Le Targum de Jonathan est le seul complet sur les livres
prophétiques que nous possédions. On a découvert des fragments d'un
autre targum sur ces livres dans le Codex Reuchlinianus daté de
l'année 1105 et conservé à Karlsruhe.

Les targums sur les Hagiographes, tous anonymes, ne paraissent
pas avoir joué de rôle important dans la synagogue; ce sont plutôt
des travaux privés sans caractère officiel. Celui des Proverbes n'est
même pas fait sur le texte hébreu; il est un remaniement du texte
syriaque de la Pechitto. Celui des Psaumes est tantôt une traduction
textuelle de l'hébreu, tantôt une paraphrase très développée. Les
versions araméennes des cinq Megilloth sont de véritables midraschim:
celle du Cantique des Cantiques est un panégyrique du peuple
d'Israël, tandis qu'un targum du livre d'Esther connu sous le nom de
Targum Shênî contient de nombreuses légendes, surtout sur Salomon et
Jérémie. Tous ces écrits sont d'origine relativement récente; le
Targum Shênî paraît même n'avoir été terminé qu'au XIII° ou XIV°
siècle. Ils ont été imprimés pour la première fois dans la Bible
rabbinique de 1517, à l'exception du targum des Chroniques, découvert
au XVII e siècle dans un manuscrit de la bibliothèque d'Erfurt et
édité en 1630.

Sauf la version d'Onkelos, les targums ne peuvent guère être
considérés comme témoins du texte hébreu de l'A.T. Ce qui constitue
leur valeur, c'est qu'ils sont les représentants les plus anciens de
l'exégèse juive. Ils nous initient aux questions religieuses et
théologiques qui agitaient le peuple juif dans le dernier siècle
avant et dans les premiers siècles après le commencement de notre
ère. Ils usent des textes de l'A.T, avec la plus grande liberté,
projetant les idées et même les institutions de leur temps dans le
passé. C'est ainsi que les scribes étudiant la Loi dans la synagogue
existent déjà au temps de Débora! Ils vont parfois jusqu'à dire le
contraire de ce que disent les textes.

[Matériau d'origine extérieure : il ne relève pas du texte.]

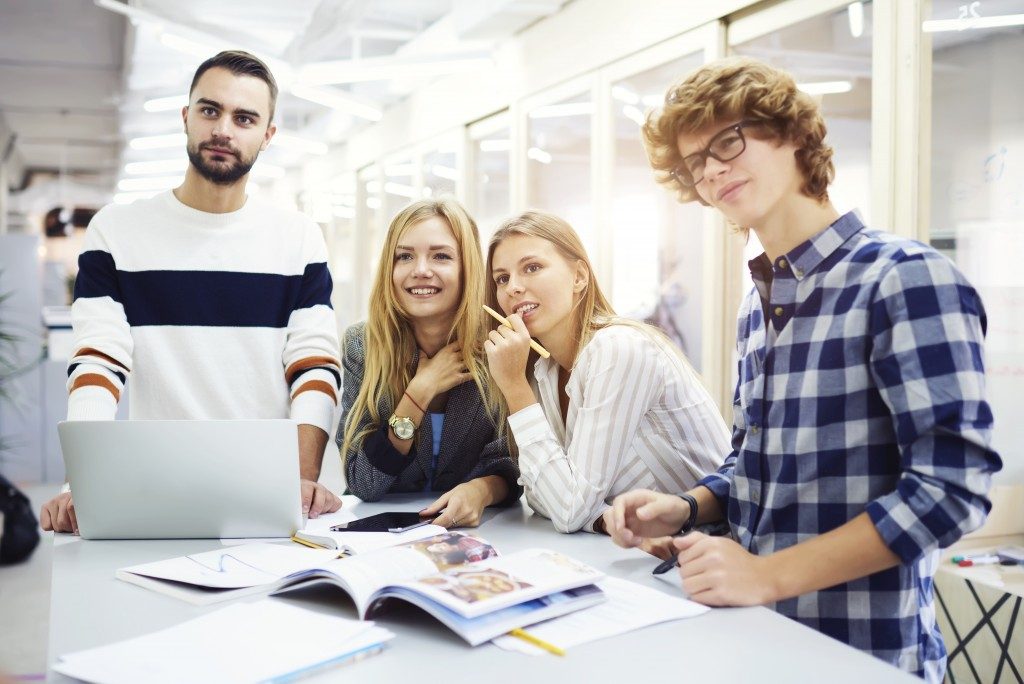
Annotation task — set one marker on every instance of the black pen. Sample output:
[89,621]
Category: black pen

Le passage Mal 2:16: «Je
hais la répudiation, dit l'Éternel», est interprété dans ces termes:
«Si tu la hais [ta femme], renvoie-la!» Autre exemple: le meurtre
d'Abel est motivé par une discussion avant eu lieu entre les deux
frères sur la réalité de la vie éternelle et du jugement divin.
Pierre Bayle, dans le Dictionnaire historique et critique (art.
Abel), considère cette discussion comme «un mauvais commencement des
disputes de religion et un fâcheux présage des désordres
épouvantables qu'elles devaient causer dans le monde». Nous trouvons
dans les targums les points essentiels de la théologie rabbinique: la
transcendance de Dieu, nom qui est souvent remplacé par des
expressions abstraites comme «la parole» (Memra),» la présence»
(Chekhina [v. ce mot]) ou «la majesté» (Yeqara) ; la
préexistence de la Thora; une angélologie très développée; les
notions du jugement, de la mort seconde (à propos de Esa 22:14
65:15), de la géhenne, de la résurrection. Mais ce sont surtout les
idées messianiques qui préoccupent les targou-mistes et notamment
l'auteur du Targum des Prophètes. L'avenir glorieux du peuple
d'Israël semble être son sujet de prédilection. Il trouve le Messie
même en un grand nombre de passages qui, dans le texte, n'en parlent
nullement. C'est surtout un Messie guerrier et vainqueur dont la
fonction principale est la prière d'intercession. Mais il connaît
aussi un Messie souffrant (à propos de Esa 53) et même (à propos
de Za 12:10)--comme l'auteur de l'Apocalypse d'Esdras--un Messie
mourant, fils de Joseph et précurseur du Messie triomphant, fils de
David. L'ensemble de ces idées théologiques confère aux Targums une
très grande importance pour l'exégèse du Nouveau Testament. Ch. J.